Me hubiera gustado que la relación no se desgastara y arruinara tanto, producto de la enfermedad, de la mala situación emocional, del hastío y la frustración de ambos; eramos a la final dos personas tristes odiando su realidad, viviendo juntos y haciendonos mal, yo tampoco era mi mejor versión en esos años, comparandome constantemente y sintiéndome sembrada en un hueco profundo, oscuro, húmedo, lejano y sordo, siendo juzgada desde lo alto por familiares y conocidos, fue una época solitaria y triste en la que me odiaba casi diariamente y no tenía a nadie para hablar, sobre todo porque no fue hasta su muerte que fui consciente de todo ello, por eso comencé a correr, lloraba y corría para no hacerlo en casa, para sentir que recuperaba algo de mi vida, para sudar y cansarme y recuperar algo de mi misma en ello.

Hacia el final de su enfermedad mi papá vestía por sobre todo su ruana y un sombrero, para todo, siempre, sin falta. Entre la paja de iraca y la lana de oveja llevaba consigo el dolor de un procedimiento invasivo, de un cuerpo desgastado, lleno de toxinas que él mismo produce, un cuerpo cansado, rindiéndose poco a poco, llevaba consigo sus pensamientos suicidas que en ocasiones eran expresados entre frases de ira y rabia. Se convirtió en la indiscutible representación del hombre campesino y maduro en la ciudad gracias a la figura de la ruana alabeada y el sombrero insignia. Me queda su identidad textil, su camino que tejió él mismo y me hizo alfombra roja en la vida, su fanatismo por Santafecito, su gusto por la historia, por la radio, las mañanas escuchando ambos a Diana Uribe o entre semana viendo las carreras de ciclismo, los pocos momentos de paz y tranquilidad, sus últimos meses de delirio en los que fue de nuevo niño en el campo atando el burro y cuidando de sus hermanos, me queda aún esta vida con su ausencia para descubrir que más me queda.
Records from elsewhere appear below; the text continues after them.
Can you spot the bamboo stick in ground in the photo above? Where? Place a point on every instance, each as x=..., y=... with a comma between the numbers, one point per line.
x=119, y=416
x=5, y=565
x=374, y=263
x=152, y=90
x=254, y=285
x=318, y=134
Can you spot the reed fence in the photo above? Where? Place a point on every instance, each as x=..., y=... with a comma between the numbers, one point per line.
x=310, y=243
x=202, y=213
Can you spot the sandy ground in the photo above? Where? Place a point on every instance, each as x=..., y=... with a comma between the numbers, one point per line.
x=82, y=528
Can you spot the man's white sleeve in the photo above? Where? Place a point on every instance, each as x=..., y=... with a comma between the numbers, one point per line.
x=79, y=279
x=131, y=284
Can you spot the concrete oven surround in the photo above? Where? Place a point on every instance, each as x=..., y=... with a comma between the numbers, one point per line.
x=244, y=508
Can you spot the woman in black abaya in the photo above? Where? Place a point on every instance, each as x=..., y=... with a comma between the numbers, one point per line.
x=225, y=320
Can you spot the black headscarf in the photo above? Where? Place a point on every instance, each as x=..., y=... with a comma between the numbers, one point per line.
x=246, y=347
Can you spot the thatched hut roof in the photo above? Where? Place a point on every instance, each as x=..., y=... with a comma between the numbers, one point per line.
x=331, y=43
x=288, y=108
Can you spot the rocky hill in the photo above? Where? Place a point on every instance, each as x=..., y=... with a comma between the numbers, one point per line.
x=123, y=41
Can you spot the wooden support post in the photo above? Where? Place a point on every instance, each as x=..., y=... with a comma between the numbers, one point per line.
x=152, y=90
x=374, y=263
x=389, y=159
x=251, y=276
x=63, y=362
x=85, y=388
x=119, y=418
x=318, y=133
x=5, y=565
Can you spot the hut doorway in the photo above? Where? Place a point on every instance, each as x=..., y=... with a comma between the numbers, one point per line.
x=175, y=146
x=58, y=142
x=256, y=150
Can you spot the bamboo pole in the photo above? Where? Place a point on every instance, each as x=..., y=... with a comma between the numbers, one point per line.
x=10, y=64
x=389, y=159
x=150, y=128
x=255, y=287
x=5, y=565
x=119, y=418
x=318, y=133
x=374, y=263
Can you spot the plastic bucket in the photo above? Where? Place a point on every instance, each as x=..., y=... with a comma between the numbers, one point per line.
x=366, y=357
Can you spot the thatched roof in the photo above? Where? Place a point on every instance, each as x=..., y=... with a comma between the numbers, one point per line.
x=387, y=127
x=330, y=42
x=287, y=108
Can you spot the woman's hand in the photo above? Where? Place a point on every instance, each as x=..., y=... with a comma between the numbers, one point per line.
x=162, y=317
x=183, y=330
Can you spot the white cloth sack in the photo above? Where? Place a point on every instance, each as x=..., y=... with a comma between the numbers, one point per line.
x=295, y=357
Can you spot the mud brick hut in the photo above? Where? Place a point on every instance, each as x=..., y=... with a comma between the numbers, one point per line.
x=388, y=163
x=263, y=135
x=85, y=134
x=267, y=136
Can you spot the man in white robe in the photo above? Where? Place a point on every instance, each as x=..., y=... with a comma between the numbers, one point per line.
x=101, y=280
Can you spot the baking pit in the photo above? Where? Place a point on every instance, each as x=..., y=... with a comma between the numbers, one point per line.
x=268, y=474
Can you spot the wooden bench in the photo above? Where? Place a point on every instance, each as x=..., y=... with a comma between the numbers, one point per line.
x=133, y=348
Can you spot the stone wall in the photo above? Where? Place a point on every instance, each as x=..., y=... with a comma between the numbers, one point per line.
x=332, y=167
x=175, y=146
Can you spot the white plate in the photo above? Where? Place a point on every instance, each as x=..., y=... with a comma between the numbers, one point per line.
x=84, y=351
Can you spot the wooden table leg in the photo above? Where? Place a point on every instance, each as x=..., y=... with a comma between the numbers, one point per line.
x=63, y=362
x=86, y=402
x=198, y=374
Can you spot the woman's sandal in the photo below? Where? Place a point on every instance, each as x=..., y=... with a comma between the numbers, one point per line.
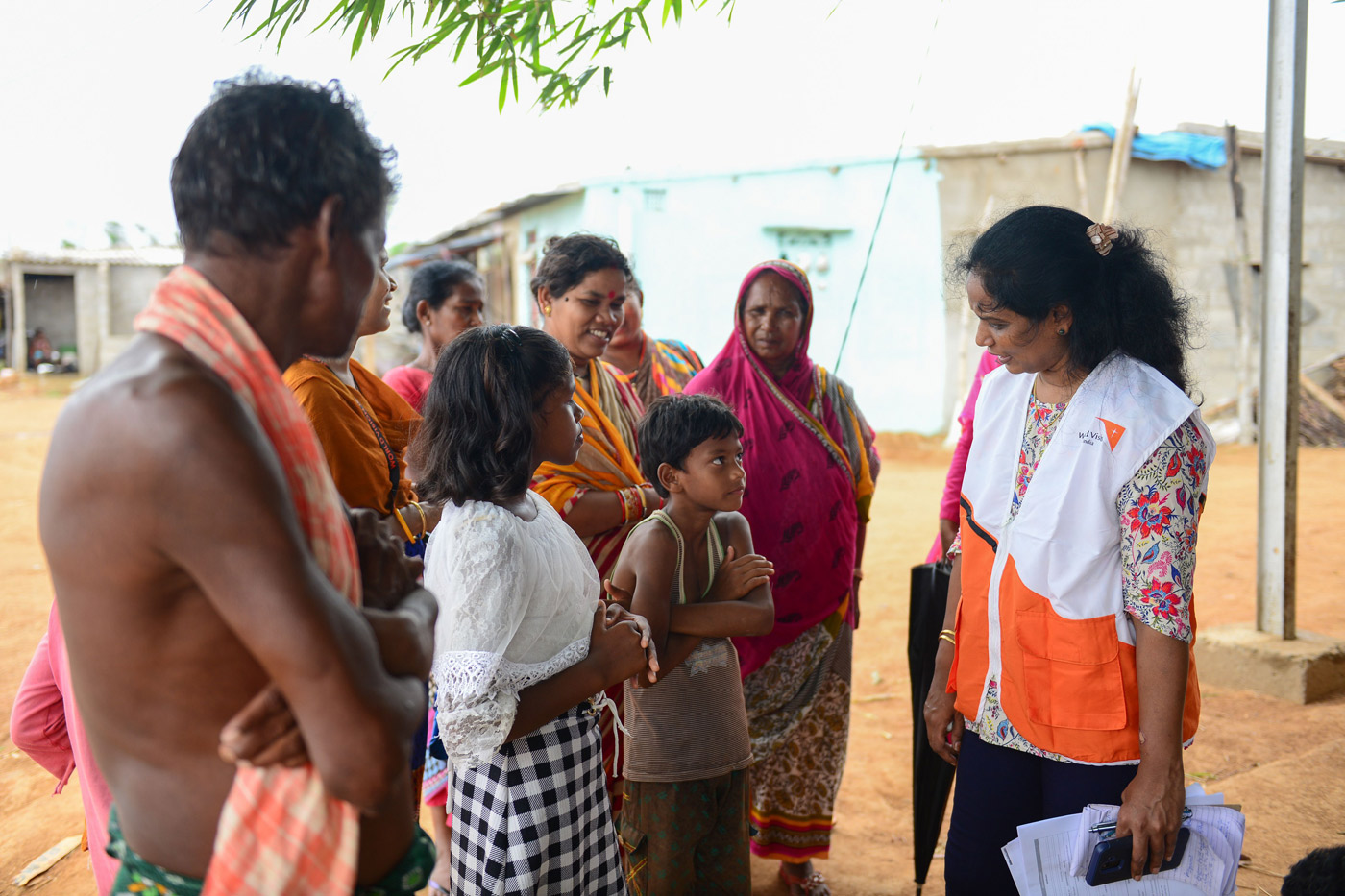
x=811, y=884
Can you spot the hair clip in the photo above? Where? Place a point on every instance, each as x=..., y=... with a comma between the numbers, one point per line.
x=1100, y=235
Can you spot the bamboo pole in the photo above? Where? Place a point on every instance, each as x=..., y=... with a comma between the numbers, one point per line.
x=1241, y=252
x=1119, y=161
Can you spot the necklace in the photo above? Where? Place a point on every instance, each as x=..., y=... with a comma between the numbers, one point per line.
x=1039, y=400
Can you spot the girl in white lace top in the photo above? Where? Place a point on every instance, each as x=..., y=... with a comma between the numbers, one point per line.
x=524, y=646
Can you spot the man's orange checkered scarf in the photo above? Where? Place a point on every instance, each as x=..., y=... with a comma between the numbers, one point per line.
x=280, y=832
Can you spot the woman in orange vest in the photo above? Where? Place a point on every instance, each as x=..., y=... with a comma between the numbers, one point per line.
x=1065, y=671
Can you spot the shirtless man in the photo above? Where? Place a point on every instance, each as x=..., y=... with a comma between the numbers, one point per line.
x=184, y=580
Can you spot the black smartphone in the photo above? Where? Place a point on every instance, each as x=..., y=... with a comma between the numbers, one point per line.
x=1112, y=859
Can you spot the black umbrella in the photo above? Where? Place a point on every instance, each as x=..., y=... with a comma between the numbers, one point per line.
x=931, y=775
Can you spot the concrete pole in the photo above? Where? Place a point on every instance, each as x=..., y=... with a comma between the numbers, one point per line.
x=1282, y=249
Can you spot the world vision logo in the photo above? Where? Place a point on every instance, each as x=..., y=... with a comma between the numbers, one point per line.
x=1113, y=430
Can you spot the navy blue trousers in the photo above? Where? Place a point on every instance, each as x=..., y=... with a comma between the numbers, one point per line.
x=998, y=788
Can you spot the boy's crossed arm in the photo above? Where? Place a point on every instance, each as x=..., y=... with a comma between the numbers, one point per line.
x=737, y=606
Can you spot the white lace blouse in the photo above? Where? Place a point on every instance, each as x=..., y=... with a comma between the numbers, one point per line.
x=515, y=606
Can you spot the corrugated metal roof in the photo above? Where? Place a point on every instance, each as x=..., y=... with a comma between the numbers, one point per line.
x=143, y=255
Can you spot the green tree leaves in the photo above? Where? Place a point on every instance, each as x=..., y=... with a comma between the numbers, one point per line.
x=548, y=39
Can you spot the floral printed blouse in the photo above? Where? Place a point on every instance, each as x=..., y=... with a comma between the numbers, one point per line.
x=1159, y=512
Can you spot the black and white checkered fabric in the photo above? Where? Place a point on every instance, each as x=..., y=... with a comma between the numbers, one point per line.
x=537, y=818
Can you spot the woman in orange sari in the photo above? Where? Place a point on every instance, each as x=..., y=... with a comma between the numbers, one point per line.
x=652, y=366
x=580, y=289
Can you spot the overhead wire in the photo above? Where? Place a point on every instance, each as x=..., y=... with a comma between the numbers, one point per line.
x=887, y=193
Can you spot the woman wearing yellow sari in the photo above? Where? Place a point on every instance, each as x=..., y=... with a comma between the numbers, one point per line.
x=580, y=289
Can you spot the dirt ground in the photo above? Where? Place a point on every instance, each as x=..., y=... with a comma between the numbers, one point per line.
x=1281, y=761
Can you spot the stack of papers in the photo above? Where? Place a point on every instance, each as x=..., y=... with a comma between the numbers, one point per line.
x=1051, y=858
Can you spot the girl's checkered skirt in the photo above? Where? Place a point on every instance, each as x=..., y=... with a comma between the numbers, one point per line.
x=537, y=818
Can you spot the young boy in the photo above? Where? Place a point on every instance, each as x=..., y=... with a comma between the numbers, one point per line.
x=692, y=572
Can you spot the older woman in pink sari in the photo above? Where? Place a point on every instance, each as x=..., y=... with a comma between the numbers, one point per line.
x=811, y=470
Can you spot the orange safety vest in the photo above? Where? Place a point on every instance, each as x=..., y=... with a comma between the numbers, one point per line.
x=1041, y=610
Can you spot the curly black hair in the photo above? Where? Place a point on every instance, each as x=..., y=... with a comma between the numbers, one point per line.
x=1317, y=873
x=674, y=425
x=568, y=260
x=433, y=282
x=266, y=153
x=1039, y=257
x=475, y=442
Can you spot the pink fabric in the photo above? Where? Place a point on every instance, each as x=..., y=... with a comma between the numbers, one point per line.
x=410, y=383
x=46, y=725
x=958, y=469
x=799, y=500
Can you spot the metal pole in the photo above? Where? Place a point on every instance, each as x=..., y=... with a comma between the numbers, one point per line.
x=1282, y=225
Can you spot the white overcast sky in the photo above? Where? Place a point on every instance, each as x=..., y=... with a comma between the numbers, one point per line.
x=96, y=96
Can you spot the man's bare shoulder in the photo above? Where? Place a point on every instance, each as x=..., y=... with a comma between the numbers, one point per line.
x=154, y=402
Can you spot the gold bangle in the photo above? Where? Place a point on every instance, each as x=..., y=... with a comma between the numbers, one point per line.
x=403, y=522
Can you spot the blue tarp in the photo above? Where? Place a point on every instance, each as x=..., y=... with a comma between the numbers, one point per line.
x=1196, y=150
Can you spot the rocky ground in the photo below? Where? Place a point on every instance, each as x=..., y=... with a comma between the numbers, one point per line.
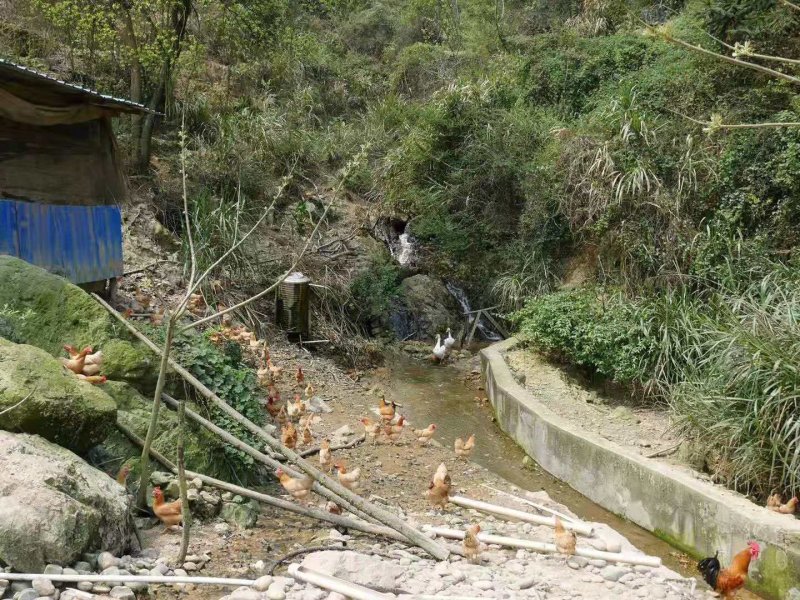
x=395, y=476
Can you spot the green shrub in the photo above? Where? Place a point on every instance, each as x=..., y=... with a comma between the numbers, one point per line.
x=589, y=328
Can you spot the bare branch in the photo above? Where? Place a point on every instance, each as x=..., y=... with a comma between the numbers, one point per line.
x=729, y=59
x=18, y=404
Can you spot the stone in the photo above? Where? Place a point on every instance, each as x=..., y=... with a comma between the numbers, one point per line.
x=43, y=587
x=241, y=515
x=72, y=506
x=59, y=407
x=360, y=569
x=613, y=572
x=122, y=592
x=262, y=583
x=106, y=560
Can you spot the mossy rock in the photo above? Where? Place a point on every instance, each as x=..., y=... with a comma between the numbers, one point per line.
x=47, y=311
x=61, y=408
x=204, y=452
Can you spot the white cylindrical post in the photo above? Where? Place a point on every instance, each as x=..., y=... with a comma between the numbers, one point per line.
x=503, y=511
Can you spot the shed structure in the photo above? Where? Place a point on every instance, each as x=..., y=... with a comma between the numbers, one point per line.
x=61, y=181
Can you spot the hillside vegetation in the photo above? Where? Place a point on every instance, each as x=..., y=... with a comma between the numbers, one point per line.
x=526, y=143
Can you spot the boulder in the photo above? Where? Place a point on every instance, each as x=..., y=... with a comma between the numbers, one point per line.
x=424, y=308
x=61, y=408
x=58, y=504
x=358, y=568
x=49, y=311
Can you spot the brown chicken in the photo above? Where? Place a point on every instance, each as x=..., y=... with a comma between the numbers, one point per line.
x=565, y=540
x=464, y=449
x=471, y=545
x=289, y=436
x=169, y=513
x=727, y=581
x=76, y=364
x=393, y=431
x=348, y=479
x=371, y=429
x=325, y=458
x=424, y=435
x=299, y=488
x=787, y=509
x=386, y=410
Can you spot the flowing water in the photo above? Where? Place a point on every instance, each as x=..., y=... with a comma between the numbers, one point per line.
x=436, y=394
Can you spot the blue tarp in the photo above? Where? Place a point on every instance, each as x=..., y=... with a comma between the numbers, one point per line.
x=81, y=243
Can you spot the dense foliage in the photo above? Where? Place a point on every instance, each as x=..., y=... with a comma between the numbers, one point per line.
x=526, y=142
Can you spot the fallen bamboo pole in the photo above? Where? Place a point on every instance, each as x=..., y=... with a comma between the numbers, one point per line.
x=346, y=496
x=333, y=584
x=259, y=456
x=313, y=513
x=623, y=557
x=76, y=578
x=350, y=444
x=561, y=516
x=582, y=528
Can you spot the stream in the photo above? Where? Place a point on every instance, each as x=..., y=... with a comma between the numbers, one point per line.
x=436, y=394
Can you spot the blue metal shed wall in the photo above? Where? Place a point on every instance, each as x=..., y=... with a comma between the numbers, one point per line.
x=81, y=243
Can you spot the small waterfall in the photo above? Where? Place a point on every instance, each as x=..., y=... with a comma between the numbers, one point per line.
x=461, y=297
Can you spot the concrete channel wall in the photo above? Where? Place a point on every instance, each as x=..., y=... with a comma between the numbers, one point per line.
x=696, y=516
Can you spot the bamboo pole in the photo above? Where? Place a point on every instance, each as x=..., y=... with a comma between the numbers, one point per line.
x=259, y=456
x=347, y=497
x=129, y=579
x=313, y=513
x=348, y=589
x=582, y=528
x=500, y=540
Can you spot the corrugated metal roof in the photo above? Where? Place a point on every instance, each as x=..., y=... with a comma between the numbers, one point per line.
x=34, y=76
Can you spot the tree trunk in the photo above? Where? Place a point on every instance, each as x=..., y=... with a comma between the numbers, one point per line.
x=144, y=463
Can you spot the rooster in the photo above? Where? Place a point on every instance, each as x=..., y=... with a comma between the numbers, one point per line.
x=727, y=581
x=471, y=545
x=371, y=429
x=348, y=479
x=299, y=488
x=424, y=435
x=169, y=513
x=565, y=540
x=464, y=449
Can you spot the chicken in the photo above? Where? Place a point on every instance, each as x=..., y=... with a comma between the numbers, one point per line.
x=371, y=429
x=393, y=431
x=76, y=364
x=464, y=449
x=727, y=581
x=289, y=436
x=93, y=379
x=325, y=458
x=122, y=475
x=308, y=435
x=386, y=410
x=424, y=435
x=786, y=509
x=471, y=545
x=299, y=488
x=169, y=513
x=348, y=479
x=565, y=540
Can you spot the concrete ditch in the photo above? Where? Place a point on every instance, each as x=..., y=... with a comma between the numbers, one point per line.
x=693, y=515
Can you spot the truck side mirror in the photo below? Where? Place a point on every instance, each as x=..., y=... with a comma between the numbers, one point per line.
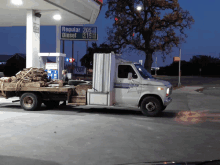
x=130, y=76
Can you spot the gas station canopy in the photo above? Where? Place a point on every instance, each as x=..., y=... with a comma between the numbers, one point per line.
x=72, y=12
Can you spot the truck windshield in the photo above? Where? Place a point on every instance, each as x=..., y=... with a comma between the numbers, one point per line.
x=143, y=72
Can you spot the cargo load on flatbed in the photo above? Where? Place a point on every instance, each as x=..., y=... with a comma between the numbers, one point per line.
x=33, y=85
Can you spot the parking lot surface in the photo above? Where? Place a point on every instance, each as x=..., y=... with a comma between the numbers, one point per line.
x=187, y=130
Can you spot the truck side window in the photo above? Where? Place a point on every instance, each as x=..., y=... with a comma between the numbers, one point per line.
x=123, y=71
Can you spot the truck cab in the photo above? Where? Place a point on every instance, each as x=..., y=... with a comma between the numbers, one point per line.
x=118, y=82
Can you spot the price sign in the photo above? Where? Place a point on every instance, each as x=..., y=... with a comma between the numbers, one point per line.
x=82, y=33
x=71, y=60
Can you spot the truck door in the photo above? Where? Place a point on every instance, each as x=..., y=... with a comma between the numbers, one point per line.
x=127, y=93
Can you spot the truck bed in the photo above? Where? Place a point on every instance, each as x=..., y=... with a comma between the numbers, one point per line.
x=75, y=95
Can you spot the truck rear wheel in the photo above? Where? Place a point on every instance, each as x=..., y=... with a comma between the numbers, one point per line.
x=163, y=108
x=52, y=104
x=30, y=101
x=151, y=106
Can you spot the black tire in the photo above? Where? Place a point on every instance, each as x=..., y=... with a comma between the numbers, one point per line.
x=163, y=108
x=153, y=104
x=52, y=104
x=30, y=101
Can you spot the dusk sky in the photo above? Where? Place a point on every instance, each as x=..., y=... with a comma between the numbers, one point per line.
x=203, y=37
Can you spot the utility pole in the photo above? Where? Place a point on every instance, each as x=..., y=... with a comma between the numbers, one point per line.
x=72, y=57
x=179, y=69
x=77, y=58
x=156, y=66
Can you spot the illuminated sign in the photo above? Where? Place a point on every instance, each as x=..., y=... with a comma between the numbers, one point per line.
x=79, y=33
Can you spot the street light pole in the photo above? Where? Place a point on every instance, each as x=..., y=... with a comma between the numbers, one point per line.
x=156, y=66
x=72, y=57
x=179, y=70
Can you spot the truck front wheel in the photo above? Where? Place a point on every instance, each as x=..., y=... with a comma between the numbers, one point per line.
x=151, y=106
x=30, y=101
x=164, y=107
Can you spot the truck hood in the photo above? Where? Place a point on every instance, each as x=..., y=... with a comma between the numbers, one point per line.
x=153, y=81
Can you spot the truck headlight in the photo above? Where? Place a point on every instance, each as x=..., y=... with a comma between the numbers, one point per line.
x=160, y=88
x=168, y=91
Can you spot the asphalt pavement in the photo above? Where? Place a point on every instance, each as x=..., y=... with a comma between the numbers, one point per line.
x=187, y=130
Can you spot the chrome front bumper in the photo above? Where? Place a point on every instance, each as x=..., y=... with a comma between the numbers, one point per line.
x=167, y=101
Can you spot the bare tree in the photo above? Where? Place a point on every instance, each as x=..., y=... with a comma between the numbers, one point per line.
x=152, y=28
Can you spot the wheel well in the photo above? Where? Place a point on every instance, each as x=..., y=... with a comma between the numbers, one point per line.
x=153, y=95
x=37, y=93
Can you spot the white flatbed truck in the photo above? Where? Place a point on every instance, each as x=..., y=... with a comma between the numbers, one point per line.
x=116, y=82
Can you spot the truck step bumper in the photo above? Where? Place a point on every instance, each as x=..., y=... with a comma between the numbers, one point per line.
x=167, y=101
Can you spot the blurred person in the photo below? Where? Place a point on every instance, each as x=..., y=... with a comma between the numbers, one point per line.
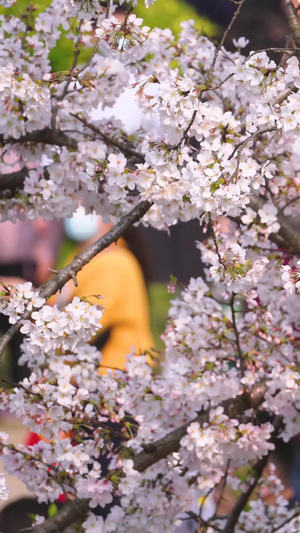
x=260, y=21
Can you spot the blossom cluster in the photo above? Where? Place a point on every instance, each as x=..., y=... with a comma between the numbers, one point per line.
x=218, y=137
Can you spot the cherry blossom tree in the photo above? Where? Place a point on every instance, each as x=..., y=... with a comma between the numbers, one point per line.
x=223, y=142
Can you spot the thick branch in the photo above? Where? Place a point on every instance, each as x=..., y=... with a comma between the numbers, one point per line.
x=69, y=272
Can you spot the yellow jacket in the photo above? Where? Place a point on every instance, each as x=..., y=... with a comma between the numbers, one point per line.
x=116, y=275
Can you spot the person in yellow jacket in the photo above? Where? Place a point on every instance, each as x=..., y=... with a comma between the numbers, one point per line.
x=117, y=276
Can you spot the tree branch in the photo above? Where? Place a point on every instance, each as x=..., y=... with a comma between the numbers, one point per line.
x=69, y=272
x=68, y=514
x=258, y=469
x=291, y=13
x=234, y=407
x=14, y=180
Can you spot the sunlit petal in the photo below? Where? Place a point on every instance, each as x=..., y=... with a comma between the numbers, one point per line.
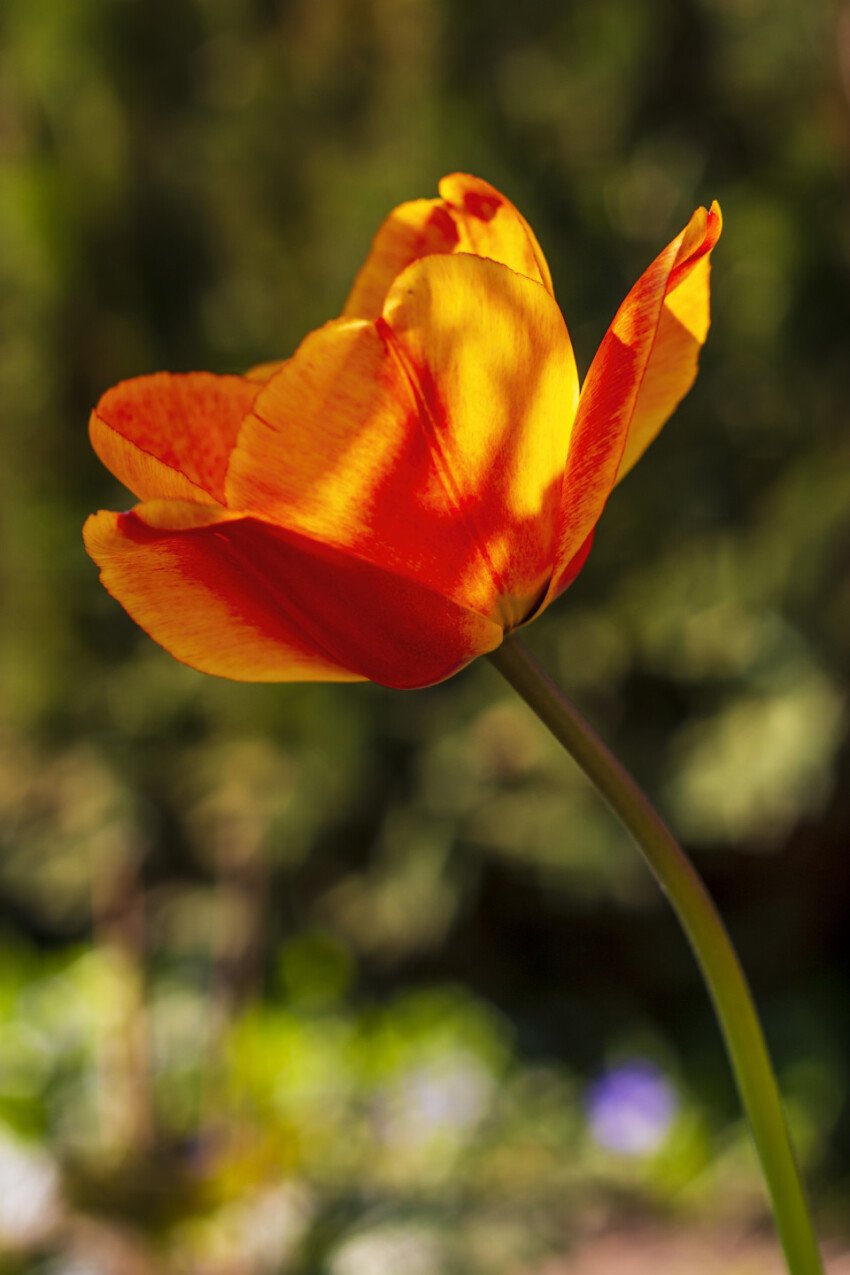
x=640, y=344
x=170, y=436
x=470, y=217
x=242, y=598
Gracias por llegar hasta aquí queridx lectorx

2 comentarios

  1. Muy buen ejercicio para tu sanación mental y emocional. Nunca es tarde. Perdona a tus padres por su sistema de crianza, pero, sobre todas las cosas , perdonate a ti misma por ese resentimiento que albergado en tu corazón que te enferma y no te deja vivir en paz.